Understanding Cataracts

A cataract is a clouding of the lens inside the eye that prevents light rays from passing through the lens and focusing on the retina (the light-sensitive tissue lining the back of the eye). In most cases, cataracts are caused by aging. About half of Americans ages 65 to 75 have some degree of cataract development.

The specific cause of age-related cataracts is unknown. Other cataracts can be caused by diabetes, certain medications, or from trauma to the eye.

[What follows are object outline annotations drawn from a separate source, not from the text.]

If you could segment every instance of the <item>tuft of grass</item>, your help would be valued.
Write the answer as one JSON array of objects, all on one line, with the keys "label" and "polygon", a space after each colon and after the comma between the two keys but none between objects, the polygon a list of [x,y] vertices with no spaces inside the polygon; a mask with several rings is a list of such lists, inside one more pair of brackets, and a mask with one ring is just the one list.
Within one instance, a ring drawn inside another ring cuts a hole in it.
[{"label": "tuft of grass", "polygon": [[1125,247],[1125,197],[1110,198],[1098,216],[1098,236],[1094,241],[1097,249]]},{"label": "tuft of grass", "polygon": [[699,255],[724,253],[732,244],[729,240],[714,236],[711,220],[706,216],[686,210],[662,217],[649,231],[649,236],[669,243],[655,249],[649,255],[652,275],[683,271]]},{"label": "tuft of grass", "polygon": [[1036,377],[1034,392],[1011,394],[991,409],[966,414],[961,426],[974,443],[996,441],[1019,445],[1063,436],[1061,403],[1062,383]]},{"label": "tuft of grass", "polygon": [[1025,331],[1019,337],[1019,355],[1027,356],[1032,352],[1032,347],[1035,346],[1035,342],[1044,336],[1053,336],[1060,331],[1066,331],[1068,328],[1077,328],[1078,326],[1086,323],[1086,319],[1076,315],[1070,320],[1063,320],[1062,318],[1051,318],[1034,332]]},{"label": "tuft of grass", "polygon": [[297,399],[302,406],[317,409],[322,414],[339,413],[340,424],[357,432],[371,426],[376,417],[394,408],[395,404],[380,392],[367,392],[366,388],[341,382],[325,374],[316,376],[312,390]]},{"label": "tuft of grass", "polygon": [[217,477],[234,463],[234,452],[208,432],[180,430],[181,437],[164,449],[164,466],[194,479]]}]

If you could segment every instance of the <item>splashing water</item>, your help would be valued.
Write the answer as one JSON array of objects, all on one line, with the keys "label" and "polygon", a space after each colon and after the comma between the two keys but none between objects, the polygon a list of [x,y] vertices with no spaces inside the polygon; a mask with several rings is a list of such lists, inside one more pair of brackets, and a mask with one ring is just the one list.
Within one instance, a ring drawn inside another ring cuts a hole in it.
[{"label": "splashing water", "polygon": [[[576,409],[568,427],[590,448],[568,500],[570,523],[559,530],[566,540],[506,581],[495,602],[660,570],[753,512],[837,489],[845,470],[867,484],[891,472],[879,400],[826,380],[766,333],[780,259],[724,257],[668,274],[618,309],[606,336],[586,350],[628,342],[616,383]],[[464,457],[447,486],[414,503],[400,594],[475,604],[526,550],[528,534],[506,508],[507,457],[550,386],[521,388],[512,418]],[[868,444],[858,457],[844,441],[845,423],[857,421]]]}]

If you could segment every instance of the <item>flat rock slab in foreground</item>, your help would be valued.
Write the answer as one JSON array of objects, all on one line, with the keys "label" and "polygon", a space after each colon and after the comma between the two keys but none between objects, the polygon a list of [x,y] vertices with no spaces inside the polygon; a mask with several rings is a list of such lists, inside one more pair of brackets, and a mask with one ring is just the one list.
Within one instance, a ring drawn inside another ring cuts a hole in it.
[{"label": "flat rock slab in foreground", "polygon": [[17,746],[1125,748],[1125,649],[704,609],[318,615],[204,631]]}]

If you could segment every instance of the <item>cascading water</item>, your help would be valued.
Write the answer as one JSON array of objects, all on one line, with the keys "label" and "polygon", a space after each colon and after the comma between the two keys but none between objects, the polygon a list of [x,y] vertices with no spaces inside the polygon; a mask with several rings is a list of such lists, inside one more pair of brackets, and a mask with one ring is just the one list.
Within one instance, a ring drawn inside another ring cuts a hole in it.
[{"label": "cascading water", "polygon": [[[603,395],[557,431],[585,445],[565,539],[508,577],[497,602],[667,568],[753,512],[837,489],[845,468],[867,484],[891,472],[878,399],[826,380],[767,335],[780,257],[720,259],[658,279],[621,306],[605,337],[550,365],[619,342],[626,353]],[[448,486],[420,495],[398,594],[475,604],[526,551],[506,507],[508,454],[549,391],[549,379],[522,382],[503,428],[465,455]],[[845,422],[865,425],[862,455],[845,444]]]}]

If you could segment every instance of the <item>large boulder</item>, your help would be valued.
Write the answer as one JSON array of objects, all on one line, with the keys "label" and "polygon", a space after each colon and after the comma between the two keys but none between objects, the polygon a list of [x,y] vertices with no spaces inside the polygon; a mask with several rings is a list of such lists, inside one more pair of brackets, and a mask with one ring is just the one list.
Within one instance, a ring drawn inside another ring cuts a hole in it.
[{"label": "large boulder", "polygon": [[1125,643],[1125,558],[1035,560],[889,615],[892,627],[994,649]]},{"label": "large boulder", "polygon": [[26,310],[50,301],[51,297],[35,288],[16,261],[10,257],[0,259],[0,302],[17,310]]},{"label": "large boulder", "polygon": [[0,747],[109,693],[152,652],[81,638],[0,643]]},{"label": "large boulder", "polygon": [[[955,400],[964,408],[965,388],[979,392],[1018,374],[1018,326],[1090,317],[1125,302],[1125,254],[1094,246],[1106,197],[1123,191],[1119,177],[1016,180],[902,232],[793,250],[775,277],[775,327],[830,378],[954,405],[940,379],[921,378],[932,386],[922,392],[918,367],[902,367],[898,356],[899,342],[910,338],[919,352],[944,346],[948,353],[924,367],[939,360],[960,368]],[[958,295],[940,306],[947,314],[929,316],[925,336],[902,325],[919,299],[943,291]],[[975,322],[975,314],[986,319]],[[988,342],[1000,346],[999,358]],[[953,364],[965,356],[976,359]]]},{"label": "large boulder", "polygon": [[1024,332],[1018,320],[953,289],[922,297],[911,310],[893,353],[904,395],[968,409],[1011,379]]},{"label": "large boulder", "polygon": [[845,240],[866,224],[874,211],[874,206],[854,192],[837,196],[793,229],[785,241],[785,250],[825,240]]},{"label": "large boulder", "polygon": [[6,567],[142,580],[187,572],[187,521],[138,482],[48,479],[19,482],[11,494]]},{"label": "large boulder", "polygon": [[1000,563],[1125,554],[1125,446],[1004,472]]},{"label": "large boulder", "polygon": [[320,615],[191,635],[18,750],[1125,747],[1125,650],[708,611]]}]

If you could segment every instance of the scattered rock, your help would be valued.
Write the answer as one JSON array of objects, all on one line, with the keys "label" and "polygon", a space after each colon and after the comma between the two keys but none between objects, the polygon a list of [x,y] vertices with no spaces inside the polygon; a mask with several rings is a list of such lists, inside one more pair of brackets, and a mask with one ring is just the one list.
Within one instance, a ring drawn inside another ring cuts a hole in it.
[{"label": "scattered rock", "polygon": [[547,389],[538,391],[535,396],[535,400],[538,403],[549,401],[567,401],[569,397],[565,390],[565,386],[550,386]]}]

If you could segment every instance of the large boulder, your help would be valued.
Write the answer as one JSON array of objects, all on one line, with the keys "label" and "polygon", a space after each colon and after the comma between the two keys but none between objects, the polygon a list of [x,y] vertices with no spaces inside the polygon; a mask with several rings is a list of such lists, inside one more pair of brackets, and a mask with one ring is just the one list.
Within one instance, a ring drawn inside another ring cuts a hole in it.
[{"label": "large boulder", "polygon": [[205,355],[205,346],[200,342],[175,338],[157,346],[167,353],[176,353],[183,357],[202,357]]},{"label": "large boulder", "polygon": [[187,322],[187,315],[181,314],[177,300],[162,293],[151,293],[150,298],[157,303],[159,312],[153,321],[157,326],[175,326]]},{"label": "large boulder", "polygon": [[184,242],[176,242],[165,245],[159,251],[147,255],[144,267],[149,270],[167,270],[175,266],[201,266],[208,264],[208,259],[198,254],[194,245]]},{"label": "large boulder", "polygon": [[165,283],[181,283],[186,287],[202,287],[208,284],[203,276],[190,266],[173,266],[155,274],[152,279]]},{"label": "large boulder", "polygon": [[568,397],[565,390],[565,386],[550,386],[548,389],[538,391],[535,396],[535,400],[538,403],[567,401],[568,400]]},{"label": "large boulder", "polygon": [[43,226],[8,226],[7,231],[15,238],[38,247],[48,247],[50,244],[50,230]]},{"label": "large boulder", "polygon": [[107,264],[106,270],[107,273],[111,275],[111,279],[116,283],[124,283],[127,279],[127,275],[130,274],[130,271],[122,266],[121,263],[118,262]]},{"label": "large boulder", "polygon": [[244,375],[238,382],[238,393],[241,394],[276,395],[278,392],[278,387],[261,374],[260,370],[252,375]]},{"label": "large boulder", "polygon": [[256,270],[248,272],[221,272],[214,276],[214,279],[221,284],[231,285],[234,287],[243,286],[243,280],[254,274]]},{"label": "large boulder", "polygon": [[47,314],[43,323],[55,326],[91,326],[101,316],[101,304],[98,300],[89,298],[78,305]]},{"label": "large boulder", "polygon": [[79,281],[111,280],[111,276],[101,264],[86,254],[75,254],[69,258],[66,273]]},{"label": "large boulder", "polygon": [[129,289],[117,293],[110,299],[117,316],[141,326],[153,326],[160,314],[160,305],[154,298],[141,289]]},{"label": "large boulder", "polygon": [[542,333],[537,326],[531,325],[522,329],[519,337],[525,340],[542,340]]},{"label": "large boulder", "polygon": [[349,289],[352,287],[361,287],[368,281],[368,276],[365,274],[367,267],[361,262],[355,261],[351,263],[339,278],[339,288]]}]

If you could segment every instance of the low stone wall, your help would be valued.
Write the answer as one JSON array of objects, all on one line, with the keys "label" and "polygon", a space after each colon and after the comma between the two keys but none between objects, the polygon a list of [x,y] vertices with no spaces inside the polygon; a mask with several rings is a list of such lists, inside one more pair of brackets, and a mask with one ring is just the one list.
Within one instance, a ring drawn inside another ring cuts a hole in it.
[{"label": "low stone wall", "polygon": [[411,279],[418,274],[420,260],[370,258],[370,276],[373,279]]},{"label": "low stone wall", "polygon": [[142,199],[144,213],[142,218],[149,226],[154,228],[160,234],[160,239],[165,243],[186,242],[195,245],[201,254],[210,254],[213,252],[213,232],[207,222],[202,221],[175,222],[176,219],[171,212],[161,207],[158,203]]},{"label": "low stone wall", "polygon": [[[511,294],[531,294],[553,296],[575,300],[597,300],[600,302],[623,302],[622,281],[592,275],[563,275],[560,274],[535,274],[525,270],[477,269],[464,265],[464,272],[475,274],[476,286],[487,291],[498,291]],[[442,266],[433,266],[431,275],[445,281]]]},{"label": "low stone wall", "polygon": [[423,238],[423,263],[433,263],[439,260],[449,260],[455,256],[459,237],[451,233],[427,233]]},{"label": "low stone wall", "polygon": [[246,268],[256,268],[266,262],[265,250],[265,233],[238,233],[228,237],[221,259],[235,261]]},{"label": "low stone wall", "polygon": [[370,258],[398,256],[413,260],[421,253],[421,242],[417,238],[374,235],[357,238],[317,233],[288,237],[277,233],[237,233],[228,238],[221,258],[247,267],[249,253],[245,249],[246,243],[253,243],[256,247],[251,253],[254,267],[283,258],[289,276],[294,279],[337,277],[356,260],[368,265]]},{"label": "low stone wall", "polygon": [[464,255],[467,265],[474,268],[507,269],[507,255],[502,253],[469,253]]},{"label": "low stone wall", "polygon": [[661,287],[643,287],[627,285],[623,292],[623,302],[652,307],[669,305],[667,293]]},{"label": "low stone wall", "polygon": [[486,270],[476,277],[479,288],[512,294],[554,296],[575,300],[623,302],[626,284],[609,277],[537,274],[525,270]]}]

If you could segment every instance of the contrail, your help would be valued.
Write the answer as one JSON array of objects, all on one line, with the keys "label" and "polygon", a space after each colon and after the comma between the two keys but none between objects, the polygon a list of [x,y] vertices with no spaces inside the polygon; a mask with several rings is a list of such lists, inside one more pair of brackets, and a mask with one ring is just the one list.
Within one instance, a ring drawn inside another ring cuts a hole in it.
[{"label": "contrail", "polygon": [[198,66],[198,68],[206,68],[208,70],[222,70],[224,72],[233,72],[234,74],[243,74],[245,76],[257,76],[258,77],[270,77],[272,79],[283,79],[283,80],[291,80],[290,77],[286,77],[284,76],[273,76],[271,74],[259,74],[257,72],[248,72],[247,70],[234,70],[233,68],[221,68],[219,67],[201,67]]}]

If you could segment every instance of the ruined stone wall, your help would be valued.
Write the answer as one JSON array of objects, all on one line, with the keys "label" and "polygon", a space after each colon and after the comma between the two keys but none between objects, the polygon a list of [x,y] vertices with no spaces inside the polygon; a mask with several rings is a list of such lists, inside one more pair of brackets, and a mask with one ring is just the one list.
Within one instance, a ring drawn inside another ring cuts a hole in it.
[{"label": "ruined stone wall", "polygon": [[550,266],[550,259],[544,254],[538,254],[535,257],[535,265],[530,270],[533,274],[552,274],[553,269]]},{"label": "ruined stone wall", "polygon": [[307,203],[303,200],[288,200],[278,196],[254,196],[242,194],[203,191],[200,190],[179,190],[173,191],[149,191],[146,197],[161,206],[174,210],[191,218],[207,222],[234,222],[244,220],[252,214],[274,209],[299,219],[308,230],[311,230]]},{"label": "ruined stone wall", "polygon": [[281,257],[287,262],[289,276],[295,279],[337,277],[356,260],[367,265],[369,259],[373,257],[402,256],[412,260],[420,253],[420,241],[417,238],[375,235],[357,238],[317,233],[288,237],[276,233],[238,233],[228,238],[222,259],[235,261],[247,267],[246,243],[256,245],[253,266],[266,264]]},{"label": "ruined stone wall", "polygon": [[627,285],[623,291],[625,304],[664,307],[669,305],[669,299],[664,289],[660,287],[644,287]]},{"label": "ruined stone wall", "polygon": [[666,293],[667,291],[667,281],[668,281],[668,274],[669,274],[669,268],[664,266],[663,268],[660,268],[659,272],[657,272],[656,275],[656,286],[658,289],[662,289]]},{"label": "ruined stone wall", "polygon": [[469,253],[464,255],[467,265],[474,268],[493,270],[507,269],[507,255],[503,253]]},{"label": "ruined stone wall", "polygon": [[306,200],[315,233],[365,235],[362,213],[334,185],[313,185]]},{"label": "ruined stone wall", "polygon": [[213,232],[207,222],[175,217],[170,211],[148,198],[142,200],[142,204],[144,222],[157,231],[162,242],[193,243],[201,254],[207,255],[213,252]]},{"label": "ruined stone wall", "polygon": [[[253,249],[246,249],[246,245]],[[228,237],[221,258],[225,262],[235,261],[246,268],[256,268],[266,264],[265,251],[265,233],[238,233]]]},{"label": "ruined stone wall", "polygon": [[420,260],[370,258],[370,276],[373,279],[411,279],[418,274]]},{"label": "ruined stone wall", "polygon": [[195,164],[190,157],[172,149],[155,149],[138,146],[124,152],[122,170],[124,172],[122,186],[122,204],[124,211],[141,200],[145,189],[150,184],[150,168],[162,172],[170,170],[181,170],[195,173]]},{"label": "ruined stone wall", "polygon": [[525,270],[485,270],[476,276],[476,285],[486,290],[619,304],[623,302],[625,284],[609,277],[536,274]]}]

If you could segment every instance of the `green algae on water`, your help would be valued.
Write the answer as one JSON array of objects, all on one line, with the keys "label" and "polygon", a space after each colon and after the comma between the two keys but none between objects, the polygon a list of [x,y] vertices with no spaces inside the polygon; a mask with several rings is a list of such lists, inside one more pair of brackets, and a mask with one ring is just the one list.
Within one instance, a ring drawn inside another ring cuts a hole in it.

Factors that may increase your risk of cataracts include:

  • Diabetes
  • A strong family history of cataracts
  • Certain medications (corticosteroids)
  • Excessive exposure to sunlight
  • Previous eye injury
  • Smoking
  • Blurred vision, distortion, or double vision
  • The impression that there is a "film" ver your eyes
  • Frequent changes in your eyewear prescription
  • Sensitivity to light and glare, especially in bright sunlight or when driving at night

Protect your eyes with sunglasses and a wide-brimmed hat to lessen your exposure to harmful UV rays from the sun. There is some evidence that antioxidants and other vitamin supplements may help prevent or slow the development of cataracts. A ten-year study is currently underway at the National Institutes of Health (NIH) to investigate the connection between nutrition, vitamin supplements, and cataracts.

The only treatment for cataracts is surgery. In cataract surgery, the cloudy lens is removed and replaced with an artificial lens made of clear plastic or silicone. Though cataract surgery is no guarantee of 20/20 vision, most people who have the surgery attain visual acuity of 20/20 to 20/40 after the cataract is removed and the eye is fully healed.